Because the Oscillator rate can change with temperature etc. I go back and re-calibrate it each time the Butterfly wakes, something the other Bootloaders seem to have missed.


I am going to dig up an older bootloader with original OSSCAL routine and compare it to my current condensed version and try to remember the steps and logic I used to get from one to the other.


CONTENTS AND CODE FRAGMENTS:


For the purpose of this discussion I am only focusing on the actual OSCCAL adjustment loop and not the pre-amble or set-up.


As you examine the code fragments and techniques used, please keep in mind that the goal is to produce the smallest code possible and many traditional and accepted coding practices may go out-the-window.


FINAL WARNING:


Make sure that all the necessary precautions have been taken... you are about to enter the mind of a certified Hack.

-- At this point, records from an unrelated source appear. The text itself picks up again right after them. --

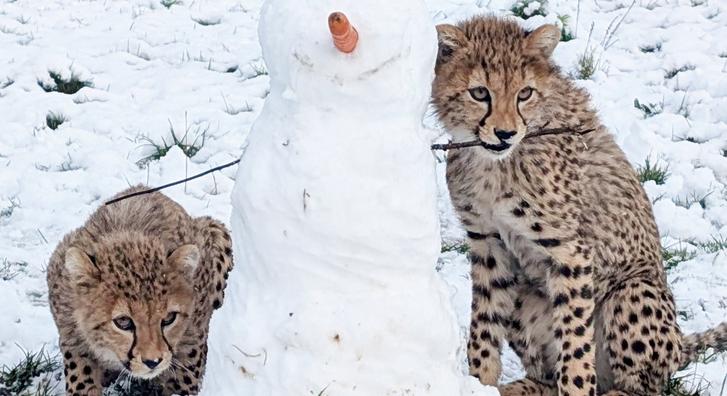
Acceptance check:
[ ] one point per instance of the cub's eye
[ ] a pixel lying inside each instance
(124, 323)
(171, 317)
(480, 94)
(525, 94)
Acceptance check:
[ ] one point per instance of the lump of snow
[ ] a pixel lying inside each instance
(335, 217)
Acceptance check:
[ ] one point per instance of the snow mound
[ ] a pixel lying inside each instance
(335, 217)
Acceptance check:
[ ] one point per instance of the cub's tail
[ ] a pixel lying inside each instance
(694, 344)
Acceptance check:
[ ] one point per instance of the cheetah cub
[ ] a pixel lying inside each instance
(565, 253)
(132, 293)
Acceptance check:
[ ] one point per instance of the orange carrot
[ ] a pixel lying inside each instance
(345, 36)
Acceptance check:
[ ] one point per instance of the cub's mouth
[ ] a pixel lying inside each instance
(502, 146)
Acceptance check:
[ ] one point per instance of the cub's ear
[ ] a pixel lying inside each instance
(451, 38)
(185, 259)
(542, 41)
(78, 263)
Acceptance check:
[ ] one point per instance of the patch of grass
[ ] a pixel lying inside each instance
(684, 385)
(169, 3)
(160, 150)
(652, 171)
(587, 64)
(6, 82)
(651, 48)
(259, 69)
(717, 244)
(565, 32)
(673, 256)
(692, 199)
(684, 107)
(208, 21)
(650, 109)
(54, 120)
(232, 110)
(460, 247)
(19, 379)
(671, 73)
(8, 210)
(69, 87)
(11, 269)
(527, 8)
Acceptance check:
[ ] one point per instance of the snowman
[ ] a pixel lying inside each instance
(335, 223)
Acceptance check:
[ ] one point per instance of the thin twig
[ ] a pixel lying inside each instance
(151, 190)
(539, 133)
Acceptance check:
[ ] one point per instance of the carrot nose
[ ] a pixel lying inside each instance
(345, 36)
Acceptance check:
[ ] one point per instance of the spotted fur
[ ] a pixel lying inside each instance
(146, 260)
(565, 253)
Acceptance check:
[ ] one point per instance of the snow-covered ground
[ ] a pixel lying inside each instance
(196, 69)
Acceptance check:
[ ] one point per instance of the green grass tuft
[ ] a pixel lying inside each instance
(673, 256)
(692, 199)
(671, 73)
(160, 150)
(685, 385)
(650, 48)
(565, 32)
(69, 87)
(169, 3)
(717, 244)
(20, 379)
(587, 65)
(654, 172)
(460, 247)
(54, 120)
(650, 109)
(259, 69)
(524, 8)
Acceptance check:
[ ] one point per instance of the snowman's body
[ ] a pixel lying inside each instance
(335, 221)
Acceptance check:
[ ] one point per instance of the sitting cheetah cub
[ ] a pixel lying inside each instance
(132, 292)
(565, 253)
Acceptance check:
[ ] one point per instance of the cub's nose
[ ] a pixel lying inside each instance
(504, 135)
(152, 363)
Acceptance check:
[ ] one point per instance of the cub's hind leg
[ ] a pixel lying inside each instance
(492, 302)
(530, 334)
(638, 337)
(188, 367)
(81, 371)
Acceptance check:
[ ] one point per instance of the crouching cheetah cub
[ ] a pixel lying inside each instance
(132, 293)
(565, 253)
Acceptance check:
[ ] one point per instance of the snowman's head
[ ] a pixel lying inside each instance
(391, 66)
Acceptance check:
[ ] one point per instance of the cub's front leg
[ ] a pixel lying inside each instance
(492, 303)
(570, 289)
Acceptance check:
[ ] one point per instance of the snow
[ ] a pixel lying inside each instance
(197, 68)
(334, 216)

TITLE: ADVENTURES IN SHRINKING THE OSCCAL ROUTINE

Here's a typical OSCCAL routine. This one clipped from George Kolovos' dis-assembly of the Atmel *.hex file.

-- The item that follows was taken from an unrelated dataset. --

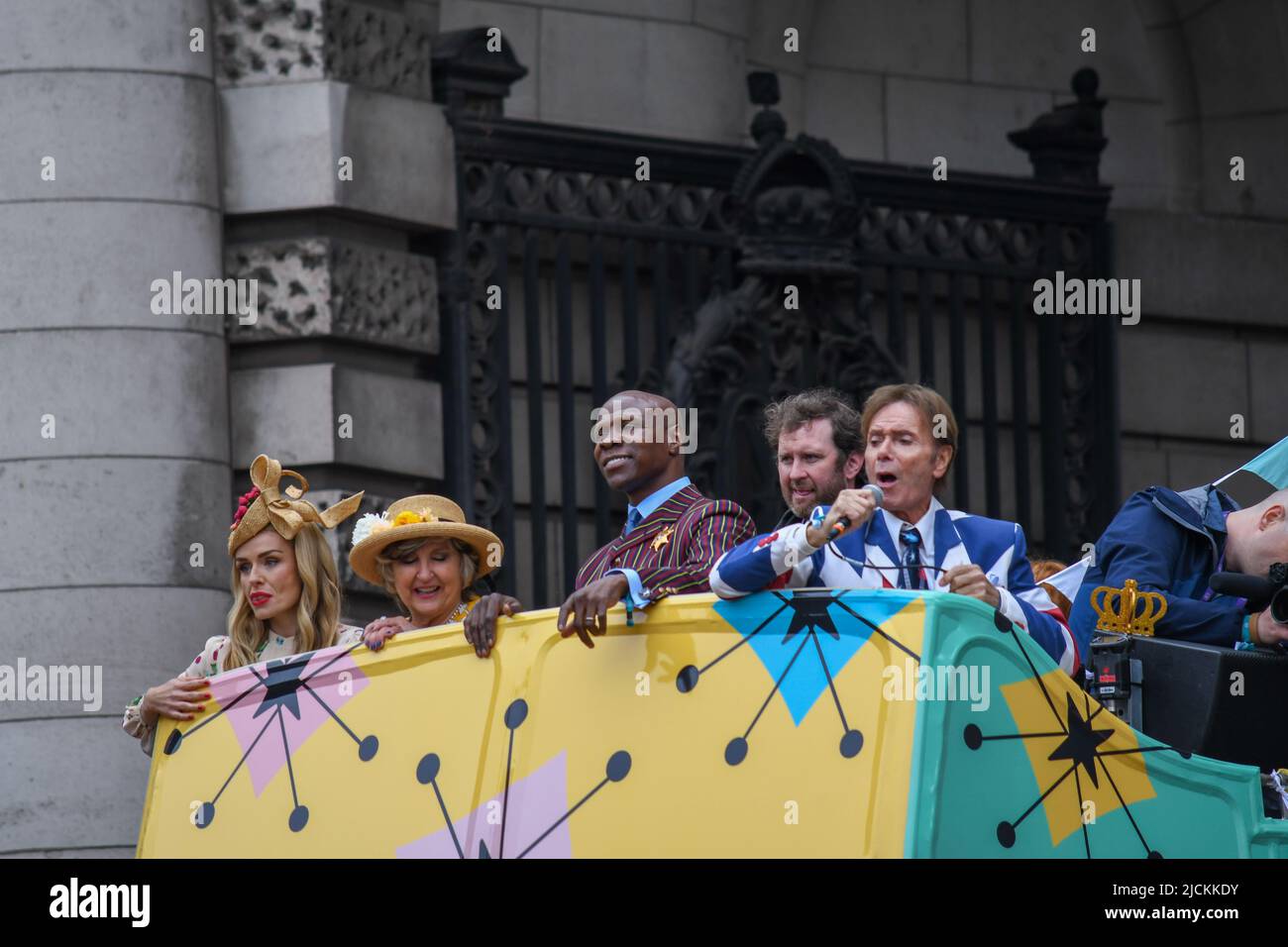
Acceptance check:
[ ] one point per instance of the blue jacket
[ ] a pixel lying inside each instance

The first thing that jumps-out-at-me are the two routines at the bottom that adjust the OSCCAL register. To me they stand out like two warts on an otherwise straight-forward routine. So I would focus on those first.

Code:

; //////////////////////////////////////////////////////////////////////////////
; //    Description:   An enhanced bootloader for the ATMEL Butterfly unit    //
; //    Copyright (C) 2006  George Kolovos       //
; //                                                                          //
; //////////////////////////////////////////////////////////////////////////////

-------------------------------------------------


      ; Test the internal oscillator speed
 OSC_Test:   ser   tmp1      ; Reset any TC1 and TC2 flags
       out   TIFR1,tmp1
       out   TIFR2,tmp1
      sts   TCNT1H,Zero   ; Reset TCNT1
       sts   TCNT1L,Zero
      sts   TCNT2,Zero   ; Reset TCNT2
      ldi   tmp1,1      ; Start TC1
       sts   TCCR1B,tmp1
      ; Wait for the TC2 compare-match
      sbis   TIFR2,OCF2A   ; 200 *   1/32768   = 6103.52us
       rjmp   PC-1
      sts   TCCR1B,Zero   ; Time-out: Stop the TC1
      sbic   TIFR1,TOV1   ; TC1 overflowed?
       rjmp   OSC_Too_Fast
      lds   XL,TCNT1L   ; X = TCNT1
       lds   XH,TCNT1H
      ;  Is the oscillator slow?
      cpi   XL,Byte1(OSC_Lo) ; cpi TCNT1,6120
       ldi   tmp1,Byte2(OSC_Lo)
       cpc   XH,tmp1
       brlo   OSC_Too_Slow
      ;  Is the oscillator fast?
      cpi   XL,Byte1(OSC_Hi) ; cpi TCNT1,6251
       ldi   tmp1,Byte2(OSC_Hi)
       cpc   XH,tmp1
       brsh   OSC_Too_Fast
      ; The oscillator frequency is within the acceptable limmits
 OSC_Done:   ret

      ; Decrease the oscillator frequency
 OSC_Too_Fast:   lds   tmp1,OSCCAL   ; OSCCAL--;
       dec   tmp1
       sts   OSCCAL,tmp1
      rjmp   OSC_Test

      ; Increase the oscillator frequency
 OSC_Too_Slow:   lds   tmp1,OSCCAL   ; OSCCAL++;
       inc   tmp1
       sts   OSCCAL,tmp1
      rjmp   OSC_Test

---------------------------------------------------------




ITLE: ADVENTURES IN SHRINKAGING THE OSCCAL ROUTINE

Here are the two program "warts" that bothered me.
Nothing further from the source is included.